Sílvio Tendler: Na verdade, hoje mudou a natureza do espetáculo. Nossa geração vivia num país com cinco mil salas de cinema. Qualquer cidade do interior tinha uma. Eu passava as férias em Teresópolis, tinha três, quatro cinemas. Hoje Teresópolis não tem cinema. E é assim no Brasil inteiro. Só 9% do território tem cinema, e 99% destes ficam em shoppings, o que determina a natureza do espetáculo. A minha briga hoje é para que o público que se contabilize como público de cinema seja em qualquer espaço onde haja uma projeção pública. Na laje, no cineclube, na escola, na universidade… Meus filmes nem entram em cinema, agora faço muito sucesso pelo Youtube. Nos camelôs que vendem os clássicos, estou ao lado do Eisenstein, do Orson Welles…

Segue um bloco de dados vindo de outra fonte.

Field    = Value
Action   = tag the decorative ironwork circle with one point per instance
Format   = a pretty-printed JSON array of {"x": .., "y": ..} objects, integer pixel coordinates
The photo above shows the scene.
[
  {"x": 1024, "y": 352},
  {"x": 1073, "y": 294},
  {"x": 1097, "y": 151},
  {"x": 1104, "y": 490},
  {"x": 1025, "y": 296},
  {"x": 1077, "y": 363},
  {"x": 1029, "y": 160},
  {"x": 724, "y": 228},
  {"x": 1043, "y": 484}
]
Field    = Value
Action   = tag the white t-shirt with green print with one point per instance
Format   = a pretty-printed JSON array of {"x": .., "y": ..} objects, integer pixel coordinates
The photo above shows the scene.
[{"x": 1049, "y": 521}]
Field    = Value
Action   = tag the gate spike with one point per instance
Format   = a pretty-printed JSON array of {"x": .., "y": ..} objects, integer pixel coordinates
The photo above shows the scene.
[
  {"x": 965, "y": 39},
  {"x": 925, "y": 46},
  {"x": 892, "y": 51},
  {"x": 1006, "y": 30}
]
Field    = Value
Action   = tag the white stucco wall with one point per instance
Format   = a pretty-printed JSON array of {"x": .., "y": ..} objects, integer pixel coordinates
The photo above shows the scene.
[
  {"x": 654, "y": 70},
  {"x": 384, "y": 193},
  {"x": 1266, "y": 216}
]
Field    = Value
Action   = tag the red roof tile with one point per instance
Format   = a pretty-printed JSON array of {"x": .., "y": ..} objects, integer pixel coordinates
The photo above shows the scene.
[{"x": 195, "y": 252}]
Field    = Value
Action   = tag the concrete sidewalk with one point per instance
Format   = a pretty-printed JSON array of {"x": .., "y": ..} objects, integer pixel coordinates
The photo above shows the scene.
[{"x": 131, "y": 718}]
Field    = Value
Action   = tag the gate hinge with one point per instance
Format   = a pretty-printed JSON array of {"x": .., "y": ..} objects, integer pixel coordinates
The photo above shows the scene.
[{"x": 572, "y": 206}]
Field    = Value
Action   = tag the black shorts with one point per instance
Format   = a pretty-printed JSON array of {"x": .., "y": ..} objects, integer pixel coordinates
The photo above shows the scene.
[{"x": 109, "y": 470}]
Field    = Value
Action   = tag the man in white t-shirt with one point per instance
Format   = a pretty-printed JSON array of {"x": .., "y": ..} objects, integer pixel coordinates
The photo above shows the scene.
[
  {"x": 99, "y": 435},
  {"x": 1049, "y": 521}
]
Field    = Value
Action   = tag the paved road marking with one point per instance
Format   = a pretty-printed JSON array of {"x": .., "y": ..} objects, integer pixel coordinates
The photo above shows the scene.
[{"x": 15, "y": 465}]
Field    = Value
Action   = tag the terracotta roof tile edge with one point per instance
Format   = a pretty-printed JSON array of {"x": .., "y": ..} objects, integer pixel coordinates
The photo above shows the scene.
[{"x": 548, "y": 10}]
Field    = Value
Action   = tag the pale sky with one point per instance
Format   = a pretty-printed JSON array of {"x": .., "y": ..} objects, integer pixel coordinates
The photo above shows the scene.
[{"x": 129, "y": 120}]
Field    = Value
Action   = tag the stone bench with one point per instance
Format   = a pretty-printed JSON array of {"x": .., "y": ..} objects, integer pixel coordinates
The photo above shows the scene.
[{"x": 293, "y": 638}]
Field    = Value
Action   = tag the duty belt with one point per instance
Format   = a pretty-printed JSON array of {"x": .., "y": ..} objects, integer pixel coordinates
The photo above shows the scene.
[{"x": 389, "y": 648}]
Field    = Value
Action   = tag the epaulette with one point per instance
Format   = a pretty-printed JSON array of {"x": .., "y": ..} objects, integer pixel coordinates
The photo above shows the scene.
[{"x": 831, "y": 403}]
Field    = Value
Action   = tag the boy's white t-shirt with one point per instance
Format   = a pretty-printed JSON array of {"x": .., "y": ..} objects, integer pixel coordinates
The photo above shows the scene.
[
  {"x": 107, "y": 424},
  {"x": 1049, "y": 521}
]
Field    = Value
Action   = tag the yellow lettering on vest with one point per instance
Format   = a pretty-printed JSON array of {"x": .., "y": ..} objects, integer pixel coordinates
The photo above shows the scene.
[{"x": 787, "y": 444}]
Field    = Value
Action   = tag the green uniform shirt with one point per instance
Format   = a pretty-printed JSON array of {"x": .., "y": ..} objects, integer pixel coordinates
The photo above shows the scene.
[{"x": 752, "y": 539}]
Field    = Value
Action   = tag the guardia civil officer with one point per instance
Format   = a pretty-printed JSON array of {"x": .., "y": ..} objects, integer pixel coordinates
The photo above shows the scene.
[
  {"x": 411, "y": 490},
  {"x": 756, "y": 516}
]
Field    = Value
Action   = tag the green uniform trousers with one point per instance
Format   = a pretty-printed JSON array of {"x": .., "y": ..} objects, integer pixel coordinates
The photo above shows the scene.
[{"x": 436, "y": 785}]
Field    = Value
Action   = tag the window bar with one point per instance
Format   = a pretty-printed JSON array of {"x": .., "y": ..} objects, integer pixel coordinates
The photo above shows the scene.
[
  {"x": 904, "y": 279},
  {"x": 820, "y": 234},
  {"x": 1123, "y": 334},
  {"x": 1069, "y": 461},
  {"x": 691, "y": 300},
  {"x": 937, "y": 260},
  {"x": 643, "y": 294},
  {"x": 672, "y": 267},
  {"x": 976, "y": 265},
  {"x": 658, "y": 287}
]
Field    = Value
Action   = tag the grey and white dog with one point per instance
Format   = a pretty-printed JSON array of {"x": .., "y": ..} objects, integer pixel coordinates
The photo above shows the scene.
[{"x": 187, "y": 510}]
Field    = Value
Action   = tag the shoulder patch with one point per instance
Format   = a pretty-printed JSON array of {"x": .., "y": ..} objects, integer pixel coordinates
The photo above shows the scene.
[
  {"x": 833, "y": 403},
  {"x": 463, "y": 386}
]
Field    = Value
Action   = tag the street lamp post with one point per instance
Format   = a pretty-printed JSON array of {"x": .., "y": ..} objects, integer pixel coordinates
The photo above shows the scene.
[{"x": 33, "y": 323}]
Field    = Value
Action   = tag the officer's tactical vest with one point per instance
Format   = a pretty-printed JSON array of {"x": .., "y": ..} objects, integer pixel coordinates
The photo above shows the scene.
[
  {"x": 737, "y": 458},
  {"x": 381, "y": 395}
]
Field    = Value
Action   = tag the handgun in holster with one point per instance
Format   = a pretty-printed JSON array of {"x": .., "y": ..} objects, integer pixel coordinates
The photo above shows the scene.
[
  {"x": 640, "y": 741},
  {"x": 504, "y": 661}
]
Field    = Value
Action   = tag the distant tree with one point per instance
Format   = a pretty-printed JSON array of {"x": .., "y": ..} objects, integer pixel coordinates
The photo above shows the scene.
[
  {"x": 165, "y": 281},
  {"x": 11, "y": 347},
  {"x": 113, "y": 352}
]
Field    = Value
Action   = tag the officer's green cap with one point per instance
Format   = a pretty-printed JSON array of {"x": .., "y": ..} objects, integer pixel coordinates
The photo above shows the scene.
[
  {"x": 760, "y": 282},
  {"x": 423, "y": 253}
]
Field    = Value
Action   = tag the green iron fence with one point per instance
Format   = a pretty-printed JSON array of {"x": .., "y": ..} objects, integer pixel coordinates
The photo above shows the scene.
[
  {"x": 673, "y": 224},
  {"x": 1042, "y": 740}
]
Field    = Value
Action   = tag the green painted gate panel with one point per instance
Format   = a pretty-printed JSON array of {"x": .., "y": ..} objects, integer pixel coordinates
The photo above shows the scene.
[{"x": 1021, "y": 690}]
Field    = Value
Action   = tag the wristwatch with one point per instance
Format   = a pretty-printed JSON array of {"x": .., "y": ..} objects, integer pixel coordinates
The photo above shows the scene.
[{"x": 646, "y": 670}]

CC: Mas qual é o impacto que a ausência da tela provoca na nova maneira de fazer filmes, de construir uma narrativa fílmica?
ST: A tela continua existindo. Não morreu a necessidade do espetáculo coletivo. Uma coisa é assistir o [documentário sobre o geógrafo] Milton Santos na televisão, outra é assistir com seus alunos. E outra ainda é poder assistir com seus colegas no cineclube. A natureza do espetáculo coletivo não morreu. Nos shoppings, morreu o espaço nos cinemas para temas políticos, sociais… Ninguém vai a shopping comer fast food, comprar roupa de marca e ver um filme papo cabeça. As salas de cinema já não são representativas do espetáculo cinematográfico. A sala de hoje, de shopping, está restrita a um tipo de cinema, reduzida a um tipo de público. O que era legal na nossa época era justamente a diversidade: cinemão americano, faroestes, dramas, romances, muito cinema italiano, comédia, realismo socialista, neorrealismo… E hoje o espetáculo chega às salas dos shoppings filtrado pelas grandes distribuidoras. A natureza do espetáculo modificou, mas os bons filmes continuam existindo.